Of course I live at a location that is up in the air a bit.
I suggest to you that you can follow the weather at Bandimere Raceway this weekend during the Mile High Nationals to see how the density altitude shifts and swings. Also note that many of the engines in racecars would have been developed and tested at much lower altitudes and drastically different conditions.
This is just a beginning so I hope that each of you that might be interested in this stuff will start to appreciate that numbers mean something only if you know where the numbers come from.
An ideal circumstance would be indeed to dyno test and collect numbers at exactly the same conditions as one would apply the engine to, but reality quite often overcomes ideal. Also, as you well know the swing in weather conditions and their effects are pretty drastic at a place like Bandimere.
It is most telling when folks come from sea-level (or close to it) conditions and run up here on the mountain and get the shock of their lives.
That is very evident when folks come up and race at Pikes Peak Hillclimb where the starting line is at 9000' and the finish line is at 14110'
Folks that test and develop their stuff at very low altitudes and overall good weather conditions can miss a combination a substantial amount and not even know it because the excess oxygen conditions is very forgiving. That is particularly true when they choose wheezy camshafts (valve timing events). Up here where the air is "thin" we become a bit more cognizant of how important those events are.

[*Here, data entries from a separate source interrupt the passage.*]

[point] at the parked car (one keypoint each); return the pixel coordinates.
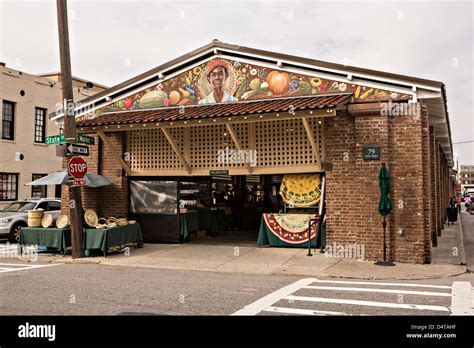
(15, 215)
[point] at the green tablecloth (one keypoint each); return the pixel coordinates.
(209, 220)
(58, 238)
(266, 237)
(104, 238)
(188, 222)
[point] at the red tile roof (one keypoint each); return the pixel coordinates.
(219, 110)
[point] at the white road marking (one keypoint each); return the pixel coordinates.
(265, 304)
(267, 301)
(15, 267)
(461, 302)
(407, 292)
(365, 303)
(301, 311)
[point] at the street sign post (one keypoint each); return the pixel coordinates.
(77, 167)
(74, 149)
(55, 139)
(80, 182)
(83, 139)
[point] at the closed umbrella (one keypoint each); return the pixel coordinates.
(385, 207)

Harold, a perfect example would be to take a look at the pro stocks, they will be down 14.7 MPH at Denver this weekend, now Im sure you know how much power a pro stocker makes, how much HP is 14.7 MPH in a pro stock?
Can't remember but I think you loose apox. 2-3% for every 1000-1500' you go up, all ather things being the same.
Years ago at the Cougar Reunions in Salmon Arm B.C. were a few regulars from Washington that ran around sea level, Salmon Arm is 1500'. these guys ran cleavers on their tunnels, where locals ran chopper or ET's. Most of them would loose 6-8mph, due to hp loss and the thinner air not providing as much lift to the hull, water is harder at lower alt as well.
So hp is not the only thing altitude hinders, very noticable with tunnel hulls.
Last sessions of the day with DA at 8462' that is a swing of 646' or more in one racing day - Try and stay on top of the tune-up without paying attention to the weather and you will be whistling Dixie!
Today started with a DA reading of 7384' at 0900 and it finished with a track reported DA of 8759'. That is a pretty big swing of 1375'. Just enough to cause a crew chief or tuner dude to pull hair out.
The final qualification of the ProStock field sees less than about 20+Hp difference on the first 8-10 cars.
Tomorrow is another day and the tuners will have to chase the weather again in the heads-up bash.
Ok, that is the last of the weather words and results for a while. It would have been more fun if there had been some give and take about the effects.
Maybe those that could were out floating their boats and enjoying the weekend.